When a customer (at the pub) handed me a copy of the faction (fiction based on fact) book, sternly told me to read it, then moved on to tell me it was about Agincourt, I stared at him blankly. Agincourt? What was Agincourt or Azincourt I asked. Turns out it was a battle in a war known as the hundred years war in which two family houses fought it out for the right to be the ruling monarch of France. Agincourt was the battle in which the English was victorious even though they were extremely outnumbered.
It is also the origins from which the two fingered salute comes from. It derives from the gestures of longbowmen fighting in the English army. The French claimed they would cut off the the archer’s shooting fingers once they had won the battle, but the victorious English, at the end of the battle displayed their hands with their fingers still intact as a taunt to the French.
So, with all this new found knewledge, I tentatively started reading. There was a lot of rape, murder and pilage. And that’s just in the first chapter.

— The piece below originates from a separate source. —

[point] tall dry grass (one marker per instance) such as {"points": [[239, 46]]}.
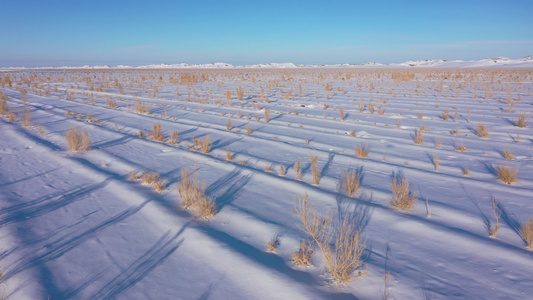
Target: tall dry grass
{"points": [[192, 195], [341, 247], [76, 141]]}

When we first meet our hero, archer Nick Hook, he’s plotting murder. It doesn’t quite go as he’s planned and once he’s moved on from that failed attempt, he witnesses the killing of so called heretics and fails to save a young girl from being raped and murdered. This young girl continues to haunt him throughout the story.
Hook does later on manage to save another girl, this time a French nun from being raped and ultimately murdered. This girl turns out to be his penance and his saving grace as well as his love.
While I enjoyed this book and the descriptions of the battles and war were beautifully constructed, I felt that the characters were left underdeveloped and there were situations which were not payed off. But if the reader can look past this, Bernard Cornwell’s Azincourt is an intelligent fiction retelling of the battle of Agincourt.